2. Motivations and Related Works

As a prerequisite for the integrated exploitation of LiDAR data and optical satellite/aerial images, their registration is commonly addressed via a 3D model that transforms the ground coordinates of LiDAR points to their relevant positions in the image space [9,10].

To solve those models, common points are usually identified and extracted manually from both data sources to serve as control points. However, this manual task is tedious and prone to mistakes because 1—the information content in the LiDAR data and images are different (i.e., it is difficult to compare them visually), 2—in LiDAR data taken from dense urban areas, it is difficult to identify individual 3D features as the matching candidate, and 3—regarding the sampling interval in LiDAR data, it is not guaranteed to locate a 3D point at the corner of objects, which is the most appropriate position to make a match candidate [1].

In addition to relieving the above-mentioned problems, automatic methods can address the high rate of data acquisition of recent years. Accordingly, there is much motivation to design and develop reliable automatic methods that deal with the registration of LiDAR data to aerial/satellite images. Matching problems between LiDAR and optical images have been the subject of various researches, some of the most recent of which will now be briefly discussed.
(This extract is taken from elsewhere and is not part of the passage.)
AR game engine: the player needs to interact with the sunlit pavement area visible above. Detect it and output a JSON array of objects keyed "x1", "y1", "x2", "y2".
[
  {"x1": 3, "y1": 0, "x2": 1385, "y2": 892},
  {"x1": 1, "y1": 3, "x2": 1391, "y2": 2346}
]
In the area-based matching technique proposed in [11], the radiometric content of the grid-based LiDAR and optical images was equalized via a linear transformation. The underlying assumption (i.e., the existence of a linear radiometric model between inherently different grids based LiDAR data and optical images) could not be generalized.

In two other area-based matching techniques in [3,4], mutual information (MI) was applied as a radiometric similarity measure. In those methods, the height and intensity information of the LiDAR data were applied to strengthen the results. They both concluded that MI outperforms other similarity measures. However, those methods are highly dependent on LiDAR intensity information, which narrows their applicability, especially when only the height information layers (e.g., available DSMs) are used.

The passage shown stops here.